Tanto premesso il giudice di appello ha correttamente evidenziato che le carenze documentali rilevate costituiscono presunzioni che consentono all’Ufficio di sostenere la indetraibilità del costo relativo e rovescia sul contribuente l’onere di dimostrare la sua inerenza e competenza.

La commissione regionale, accertata la genericità delle fatture, ha tuttavia evidenziato che i contribuenti avevano provato entità, natura ed epoca delle operazioni. “A questo fine la produzione delle ricevute dei pagamenti periodici (intervenuti nel corso del 2006 e per l’importo complessivo della fattura) e la produzione delle numerose dichiarazioni degli ex dipendenti circa l’effettività dello svolgimento delle prestazioni offerte dal Gi. e ricevute dalla Full Service s.a.s consentono di affermare che l’operazione oggetto del contenzioso si è oggettivamente verificata e la sua esecuzione è stata sufficientemente provata, rispondendo all’esigenza dell’osservanza del principio di competenza territoriale (prestazione svoltasi ed esauritasi nel 2006, come da ricevute) e di quello dell’inerenza (prestazione attinente l’attività della società, documentata dalle dichiarazioni degli ex dipendenti)”.

La sentenza impugnata si sottrae, dunque, alla censura.

Il ricorso deve essere, conseguentemente, rigettato.

Nulla sulle spese in assenza di costituzione di parte intimata.
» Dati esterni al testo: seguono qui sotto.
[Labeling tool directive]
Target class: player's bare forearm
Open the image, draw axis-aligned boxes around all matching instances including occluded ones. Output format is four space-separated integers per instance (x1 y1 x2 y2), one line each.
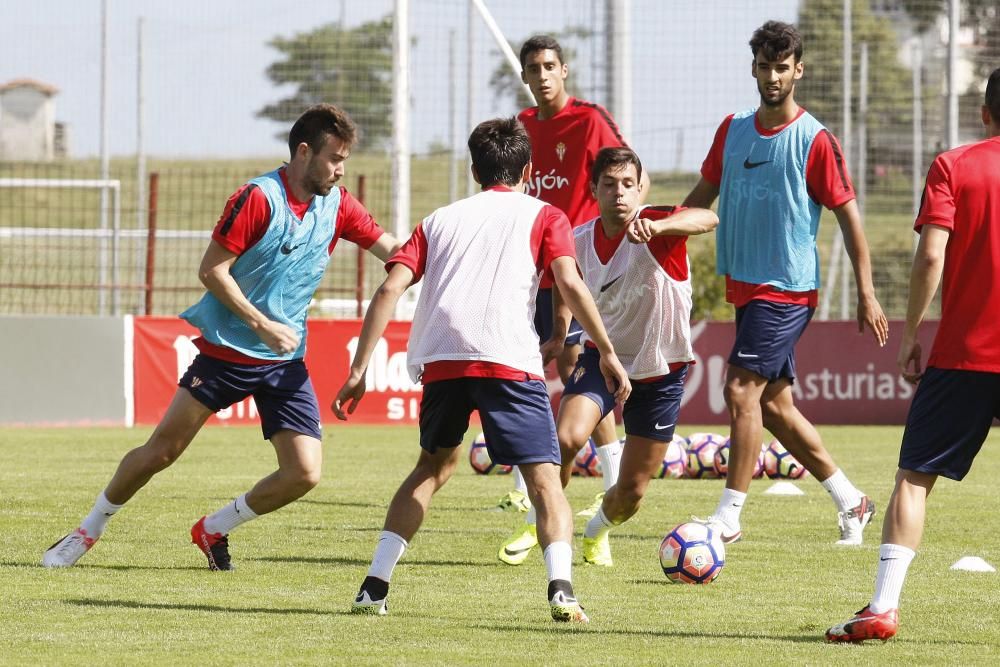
684 177 719 208
833 199 889 346
368 232 403 262
351 264 413 377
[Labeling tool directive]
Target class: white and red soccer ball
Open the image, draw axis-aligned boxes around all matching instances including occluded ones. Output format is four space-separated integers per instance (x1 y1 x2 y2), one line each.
653 433 687 479
573 438 603 477
469 433 513 475
660 522 726 584
764 440 809 479
687 433 726 479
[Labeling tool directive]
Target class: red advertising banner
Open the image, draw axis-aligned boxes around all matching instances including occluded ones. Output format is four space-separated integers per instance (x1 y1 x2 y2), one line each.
134 317 936 424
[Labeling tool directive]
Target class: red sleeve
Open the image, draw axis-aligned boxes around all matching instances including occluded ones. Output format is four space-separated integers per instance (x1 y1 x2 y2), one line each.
212 183 271 255
806 130 854 209
913 155 955 231
531 204 576 277
385 223 427 284
639 206 688 280
701 114 734 187
330 187 385 253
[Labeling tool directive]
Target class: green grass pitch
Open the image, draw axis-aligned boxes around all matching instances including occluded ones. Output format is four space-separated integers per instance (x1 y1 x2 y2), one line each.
0 424 1000 665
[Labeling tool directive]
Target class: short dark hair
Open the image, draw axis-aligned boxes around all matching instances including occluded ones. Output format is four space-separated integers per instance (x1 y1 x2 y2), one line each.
521 35 566 69
288 104 358 157
750 21 802 62
590 146 642 185
984 67 1000 124
469 116 531 188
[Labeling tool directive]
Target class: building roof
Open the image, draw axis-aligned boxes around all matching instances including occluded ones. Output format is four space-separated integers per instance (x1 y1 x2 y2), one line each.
0 79 59 95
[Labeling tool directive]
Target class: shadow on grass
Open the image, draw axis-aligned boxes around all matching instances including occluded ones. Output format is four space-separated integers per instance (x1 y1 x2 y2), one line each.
244 556 502 567
64 598 334 616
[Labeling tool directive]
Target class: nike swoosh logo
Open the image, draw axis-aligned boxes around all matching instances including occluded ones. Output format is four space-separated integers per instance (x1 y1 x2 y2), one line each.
600 276 621 294
503 547 533 556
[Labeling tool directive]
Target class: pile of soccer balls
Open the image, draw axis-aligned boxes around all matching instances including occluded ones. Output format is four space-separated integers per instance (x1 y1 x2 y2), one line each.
654 433 809 479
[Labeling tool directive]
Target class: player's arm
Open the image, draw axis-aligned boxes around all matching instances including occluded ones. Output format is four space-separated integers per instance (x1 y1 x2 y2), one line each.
833 199 889 346
550 255 632 403
198 239 299 354
625 208 719 243
368 232 403 262
683 176 719 208
896 224 951 384
333 263 414 421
Rilevato che risulta soccombente parte ammessa alla prenotazione a debito del contributo unificato per essere amministrazione pubblica difesa dall’Avvocatura Generale dello Stato, non si applica il D.P.R. n. 30 maggio 2012, n. 115, art. 13, comma 1-quater.

P.Q.M.

La Corte rigetta il ricorso.

Così deciso in Roma, nella Camera di consiglio, il 25 maggio 2021.